Orang yang marah selalu mudah diarahkan.
Di RS Sehat Sentosa, bawahan Hansen memutar laptop ke arahnya. Beberapa gambar buram tampil di layar. Wajah Nikita memang tampak di sana, menempel pada tubuh perempuan lain dalam ruangan gelap. Ada kejanggalan di bayangan, di bentuk tangan, di garis leher, tetapi bagi orang yang ingin percaya, semuanya cukup.
Hansen menatap layar itu seperti menemukan senjata.
"Kirim."
"Sekarang?"
"Sekarang."
Sore itu, kabar tentang foto tersebut lebih dulu sampai ke Kin Estate.
Surya menerima pesan dari salah satu staf hukum keluarga. Setelah membaca tiga baris pertama, wajahnya berubah. Ia tidak membuka gambar. Ia langsung melempar ponsel ke sofa seolah benda itu terbakar.
"Panggil Hansen pulang dari rumah sakit. Atau aku sendiri yang menyeretnya ke kantor polisi."
Liana yang sedang duduk di ruang keluarga berdiri dengan wajah pucat. "Apa yang terjadi?"
Kevin, Yansen, Steven, dan Jayden berada di sana. Mereka semua baru kembali setelah seharian menutup mulut kerabat tentang skandal pertunangan.
Surya menatap mereka satu per satu. "Hansen mau menyebarkan foto palsu untuk menghancurkan Nikita."
Yansen mengernyit. "Foto palsu? Papa yakin palsu?"
"Aku tidak perlu melihatnya untuk tahu." Suara Surya bergetar karena marah. "Nikita bukan orang seperti itu."
Jayden menyilangkan tangan. "Papa baru mengenalnya beberapa hari."
Liana menoleh tajam. "Dia anakku."
"Celine juga anak yang kita besarkan," kata Yansen dingin. "Tapi kemarin semua orang mempermalukannya."
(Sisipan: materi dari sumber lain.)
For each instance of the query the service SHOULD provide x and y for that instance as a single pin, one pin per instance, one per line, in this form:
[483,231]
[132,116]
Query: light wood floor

Kevin tidak langsung bicara. Ia hanya menatap ponsel yang jatuh di sofa, seolah benda itu bisa menjawab kekacauan seluruh keluarga.
Surya menekan dadanya. "Dengarkan baik-baik. Kemiskinan bukan aib, tapi menyebarkan foto palsu untuk menghancurkan seseorang adalah kejahatan."
Ruangan hening.
Kalimat itu tidak keras, tetapi memukul lebih dalam daripada teriakan.
"Kalau Hansen benar menyebarkannya, aku sendiri yang akan menyerahkan bukti ke polisi."
"Papa mau melaporkan anak sendiri?" tanya Jayden, suaranya naik.
"Kalau anak sendiri melakukan kejahatan, dia harus dihentikan oleh keluarganya sebelum dihentikan negara."
Liana menutup mulut, air matanya jatuh.
Yansen tertawa dingin. "Luar biasa. Setelah Nikita muncul, keluarga ini bisa membuang Celine, memalukan Hansen, sekarang mau menyerahkan anak sendiri ke polisi."
"Yansen," Kevin memperingatkan.
"Aku salah?" Yansen menatap kakak tertuanya. "Semua masalah dimulai sejak Nikita kembali."
Jayden mengangguk dengan wajah keras. "Dia belum pernah duduk makan bersama kita, tapi rumah sudah seperti perang."
Steven tetap diam.
Ia memikirkan laporan DNA. Memikirkan wajah Liana yang runtuh. Memikirkan format foto palsu yang belum ia lihat tetapi sudah disebut sebagai senjata. Ada sesuatu yang tidak cocok, tetapi ia belum tahu bagian mana.
Surya melihat diamnya Steven. "Kamu juga berpikir begitu?"
Steven mengangkat mata. "Aku belum melihat bukti apa pun. Jadi aku tidak mau bicara."
Yansen mencibir. "Dokter memang selalu menunggu laporan."
"Lebih baik daripada menghukum orang tanpa pemeriksaan," jawab Steven pelan.
Sebelum pertengkaran berlanjut, ponsel Kevin berbunyi. Lalu ponsel Yansen. Lalu milik Jayden.
File itu sudah mulai bergerak.
Di tempat lain, di ruang kerja Budiman Tower, Ethan menerima pesan dari nomor tidak dikenal.
Rudy yang berdiri di sampingnya ikut melihat layar. Wajahnya langsung berubah.
"Pak..."
Ethan membuka satu gambar, hanya satu detik.
Lalu matanya menjadi dingin.
"AI."
Rudy terkejut. "Secepat itu?"
"Bayangan tidak searah. Proporsi leher salah. Tangan bukan tangan Nikita."
Ethan meletakkan ponsel di meja, tetapi tekanan jarinya membuat layar menyala lagi.
Seseorang mencoba menghancurkan Nikita dengan barang palsu.
Dan untuk alasan yang tidak ingin ia akui, darahnya terasa naik ke kepala.